05 June 2007

I Love Cheap Paper


I've been using a fairly expensive Japanese paper called Echizen Kozo for the past year and a half or so. A lovely cream-colored paper made of mulberry and sized for moku hanga, Echizen Kozo costs just shy of $20 per 26" x 38" sheet -- not a paper you want to do a lot of experimenting with.

But I want to experiment. I want to feel free to mess up some prints in the quest for better ones. It's like the paralysis one can feel when approaching a beautiful hardbound sketchbook vs. the freedom of doodling on a spiralbound notepad. On the other hand, in the event that my experiment is successful I want it to be on good paper. That way I won't have to painstakingly recreate my results and possibly lose the energy of the original epiphany.

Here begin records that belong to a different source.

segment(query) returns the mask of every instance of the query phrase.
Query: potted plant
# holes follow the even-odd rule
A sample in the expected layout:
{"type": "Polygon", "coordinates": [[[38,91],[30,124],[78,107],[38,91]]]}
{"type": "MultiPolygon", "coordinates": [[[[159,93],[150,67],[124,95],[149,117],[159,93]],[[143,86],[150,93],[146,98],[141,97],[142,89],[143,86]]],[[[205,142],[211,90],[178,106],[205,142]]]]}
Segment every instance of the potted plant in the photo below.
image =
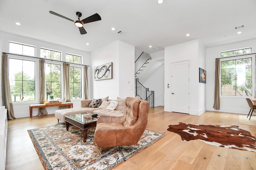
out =
{"type": "Polygon", "coordinates": [[[54,98],[54,96],[53,96],[52,94],[51,94],[50,95],[50,99],[53,99],[54,98]]]}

What to do? In my workshop with Matt Brown two years ago, he mentioned that he always uses Rives heavyweight paper and has been very happy with it. I used it a few times early on, but I received a lot of input from other printmakers that the Japanese paper is far superior, so I moved on. Last month, though, I bought a stack of Rives at Dick Blick for a mere $2.88 per sheet (26" x 40") and that's what I'm using on the egg prints (previous post). It's positively liberating as far as experimentation is concerned. Takes the ink real well, too, now that I know more about how to print. I'm not saying that I won't be using Japanese paper any more, but I sure like the cheaper Rives for playing around.

9 comments:

peggy said...

Hear! Hear! for BFK Rives Heavyweight. It's not cheap just good value for money, and proves that lower cost doesn't always equate with lower quality. Happy printing!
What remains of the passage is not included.